Pandas: How to write a faster loop which checks one column and then changes the signs of another column, depending on the value of the first column?

Question

I have about 10 million lines of data in my dataframe. Below is an example of how it looks like for 2 rows.

index	Amount	debit/credit
0	1000	1
1	2000	2

i want to write a function that checks if the value in the "debit/credit" column is a 1 for debit or a 2 for credit. And replaces the figure in the "Amount" column with a negative number if it is a 2. So for example, the table will change to this:

index	Amount	debit/credit
0	1000	1
1	-2000	2

Here is the function i wrote but its really slow for 9million lines. Could anyone advise me how do i refactor this code? or is there a more efficient way to perform this task? (using python or sql. preferrably python.)

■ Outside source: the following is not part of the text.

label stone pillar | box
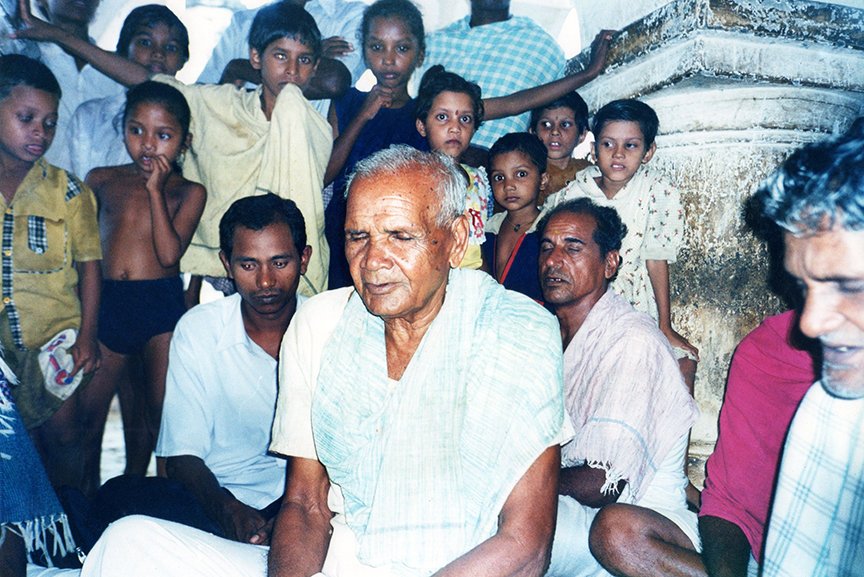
[570,0,864,453]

def change_credits_to_negative(df):
    for num in range(len(df)):
        if df['debit/credit'].loc[num] == 2: # 1 is for debit & 2 is for credit
            df['Amount'].loc[num] = -df['Amount'].loc[num]

Answer 1

This is more a system performance (execution time) analysis rather than an answer, although it suggests slight improvement on the processing time of the 2 solutions:

Using - df['Amount'] is faster than df['Amount'] * -1 since +/- operations are faster than * / operations.

Hence, suggest to use:

df.loc[df['debit/credit'].eq(2), 'Amount'] = - df['Amount']

instead of: df.loc[df['debit/credit'].eq(2), 'Amount'] *= -1

For the np.where() solution, suggest to use:

df['Amount'] = np.where(df['debit/credit'].eq(2), - df['Amount'], df['Amount'])

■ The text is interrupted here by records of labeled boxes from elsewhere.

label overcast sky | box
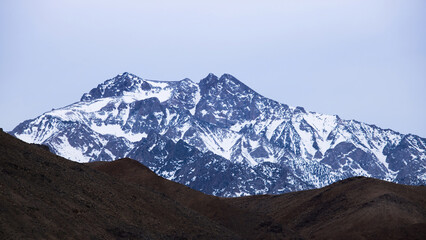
[0,0,426,137]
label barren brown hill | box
[226,177,426,240]
[0,128,239,239]
[87,158,301,239]
[89,159,426,239]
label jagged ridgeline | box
[11,73,426,196]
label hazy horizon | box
[0,0,426,137]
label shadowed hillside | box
[0,129,238,239]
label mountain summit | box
[11,73,426,196]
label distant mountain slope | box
[0,131,426,240]
[11,73,426,196]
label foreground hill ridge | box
[0,131,426,240]
[11,73,426,196]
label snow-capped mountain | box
[11,73,426,196]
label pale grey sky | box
[0,0,426,137]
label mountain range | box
[10,73,426,197]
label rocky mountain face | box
[11,73,426,196]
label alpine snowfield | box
[11,73,426,196]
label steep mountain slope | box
[0,129,239,239]
[11,73,426,196]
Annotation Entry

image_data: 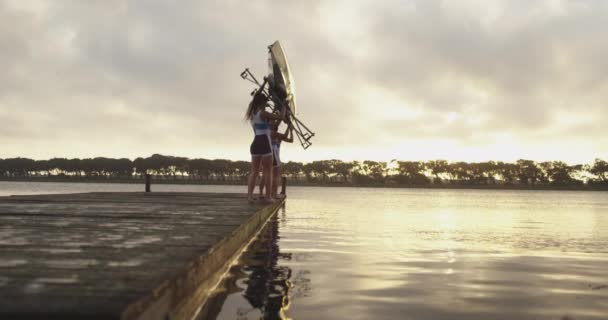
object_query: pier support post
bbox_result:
[145,173,151,192]
[281,177,287,195]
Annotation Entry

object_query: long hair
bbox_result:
[245,91,268,120]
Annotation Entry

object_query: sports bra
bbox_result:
[251,111,270,136]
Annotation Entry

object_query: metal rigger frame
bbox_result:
[241,68,315,150]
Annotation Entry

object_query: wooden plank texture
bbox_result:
[0,193,282,319]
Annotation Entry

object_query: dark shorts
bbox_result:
[249,135,272,156]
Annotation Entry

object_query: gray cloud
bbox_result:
[0,0,608,159]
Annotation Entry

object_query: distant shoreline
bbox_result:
[0,177,608,191]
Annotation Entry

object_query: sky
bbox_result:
[0,0,608,163]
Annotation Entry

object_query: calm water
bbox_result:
[0,182,608,319]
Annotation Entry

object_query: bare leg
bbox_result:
[247,156,262,202]
[262,156,272,202]
[272,166,281,198]
[260,175,266,198]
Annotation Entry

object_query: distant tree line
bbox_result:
[0,154,608,187]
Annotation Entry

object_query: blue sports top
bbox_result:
[251,111,270,138]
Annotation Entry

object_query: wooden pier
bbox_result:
[0,192,282,320]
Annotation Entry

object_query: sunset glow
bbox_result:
[0,1,608,163]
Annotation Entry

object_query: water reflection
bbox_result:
[198,208,294,320]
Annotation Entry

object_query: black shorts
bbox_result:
[249,135,272,156]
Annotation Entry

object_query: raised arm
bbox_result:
[282,122,293,143]
[262,104,287,121]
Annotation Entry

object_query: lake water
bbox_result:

instead of df['Amount'] = np.where(df['debit/credit'].eq(2), df['Amount']*-1, df['Amount'])

Benchmarking results:

1. df.loc solution:

%%timeit
df.loc[df['debit/credit'].eq(2), 'Amount'] *= -1

728 µs ± 14.6 µs per loop (mean ± std. dev. of 7 runs, 1000 loops each)

%%timeit
df.loc[df['debit/credit'].eq(2), 'Amount'] *= - df.loc[df['debit/credit'].eq(2), 'Amount']

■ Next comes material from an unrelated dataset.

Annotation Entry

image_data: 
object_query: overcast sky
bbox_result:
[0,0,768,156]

1.08 ms ± 10.9 µs per loop (mean ± std. dev. of 7 runs, 1000 loops each)

%%timeit
df.loc[df['debit/credit'].eq(2), 'Amount'] = - df['Amount']

689 µs ± 22.6 µs per loop (mean ± std. dev. of 7 runs, 1000 loops each)

The 2nd one with df.loc at both sides are the slowest probably because the .loc processing also takes time. The 3rd one is fastest.

2. np.where solution:

%%timeit
df['Amount'] = np.where(df['debit/credit'].eq(2), df['Amount']*-1, df['Amount'])

539 µs ± 14.8 µs per loop (mean ± std. dev. of 7 runs, 1000 loops each)

%%timeit
df['Amount'] = np.where(df['debit/credit'].eq(2), - df['Amount'], df['Amount'])

498 µs ± 2.62 µs per loop (mean ± std. dev. of 7 runs, 1000 loops each)

- df['Amount'] outperforms df['Amount'] * -1 in both solutions.

Answer 2

Other way around:

df.loc[df['debit/credit'].astype(str).str.contains('2'), 'Amount'] *= -1
print(df)
   Amount  debit/credit
0    1000             1
1   -2000             2

Answer 3

You could do it with .loc, but without a loop:

df.loc[df['debit/credit'].eq(2), 'Amount'] *= -1

Output:

    Amount  debit/credit
0     1000             1
1    -2000             2

OR

via np.where():

import numpy as np

df['Amount'] = np.where(df['debit/credit'].eq(2), df['Amount']*-1, df['Amount'])

PERFORMANCE TESTS:

Let's create a sample dataframe with 2 columns and 10 million rows:

import time

df = pd.DataFrame({'Amount': np.random.randint(1000, 10000, size=10000000),
                   'debit/credit': np.random.randint(1, size=10000000) + 1})

1) LOOP:

start = time.perf_counter()

change_credits_to_negative(df)

stop = time.perf_counter()
print(stop - start)

97.34215749999998

2) LOC:

start = time.perf_counter()

df.loc[df['debit/credit'].eq(2), 'Amount'] *= -1

stop = time.perf_counter()
print(stop - start)

0.03006110000001172

It gives us 97 sec. with the loop and 0.03 sec. without it.